The United States won the 20th century. It became, as the journalist Henry Luce had prophesied, "the American Century."
By the end of the 1990s -- victorious in two world wars, emerging triumphant from the long, twilight struggle with the Soviet Union -- the United States had achieved a position of unrivaled strength.
As they entered the new millennium, Americans saw little reason to doubt that this era of American ascendance would continue indefinitely. They interpreted the nation's global preeminence as evidence of a providentially ordained design, unfolding according to plan. They took it for granted that the juggernaut of democratic capitalism was destined to sweep the world. That the emerging age of globalization would be compatible with American values and interests seemed certain.
Atop this new order, the United States would preside, unchallenged, secure in the knowledge of its good intentions, its republican virtues intact.
The horrific events of Sept. 11, 2001, demolished these sunny assumptions. Developments since that day -- in particular the ever-expanding dimensions of President Bush's "war on terror" -- have raised progressively more troubling questions about the implications of American primacy and the costs required to maintain it.
In this regard, the effort underway to overthrow Saddam Hussein marks a decisive turn. This war should finally clear away the underbrush of myth, obfuscation and willful denial thus far preventing Americans from seeing the momentous changes, now well advanced, in their own thinking about military power and the use of force.
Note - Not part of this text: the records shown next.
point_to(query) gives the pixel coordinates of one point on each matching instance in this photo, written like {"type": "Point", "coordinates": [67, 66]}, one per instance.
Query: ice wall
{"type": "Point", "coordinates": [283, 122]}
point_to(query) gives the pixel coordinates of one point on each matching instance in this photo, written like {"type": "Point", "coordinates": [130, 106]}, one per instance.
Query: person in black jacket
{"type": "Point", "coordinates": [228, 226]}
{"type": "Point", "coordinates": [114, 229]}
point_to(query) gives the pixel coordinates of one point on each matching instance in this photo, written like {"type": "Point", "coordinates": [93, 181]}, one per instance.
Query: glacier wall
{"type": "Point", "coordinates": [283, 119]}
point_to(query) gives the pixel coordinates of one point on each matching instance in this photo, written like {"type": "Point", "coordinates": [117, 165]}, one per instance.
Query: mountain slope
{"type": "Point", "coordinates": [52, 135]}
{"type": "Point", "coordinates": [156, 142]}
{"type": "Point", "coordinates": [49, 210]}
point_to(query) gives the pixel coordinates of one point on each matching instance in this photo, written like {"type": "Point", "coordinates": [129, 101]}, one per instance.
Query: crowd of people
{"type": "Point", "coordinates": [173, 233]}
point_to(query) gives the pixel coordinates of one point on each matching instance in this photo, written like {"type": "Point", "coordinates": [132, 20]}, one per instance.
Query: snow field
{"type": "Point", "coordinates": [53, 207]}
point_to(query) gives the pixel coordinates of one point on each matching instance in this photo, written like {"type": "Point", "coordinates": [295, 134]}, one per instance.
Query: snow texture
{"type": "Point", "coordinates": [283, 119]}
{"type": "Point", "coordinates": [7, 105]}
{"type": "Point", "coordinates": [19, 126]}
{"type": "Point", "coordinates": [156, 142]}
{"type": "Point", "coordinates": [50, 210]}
Disclaimers issued by the White House notwithstanding, this war has not been thrust upon us. We have chosen it. That choice -- made by Bush but endorsed by both houses of Congress and supported by the majority of the American people -- reveals much.
By going to war out of a concern for what Hussein might do in the future, the United States has embraced a doctrine of preventive war. By initiating hostilities without explicit United Nations sanction and despite fierce opposition abroad, it has shown that when it comes to using force, the world's sole superpower insists upon absolute freedom of action. Coming 12 years after a prior war with Iraq inaugurated an outburst of U.S. military activism -- with Somalia, Haiti, Bosnia, Kosovo and Afghanistan being just a few of the highlights -- this latest intervention makes one point unmistakably clear: The United States no longer views force as something to be used reluctantly or as a last resort.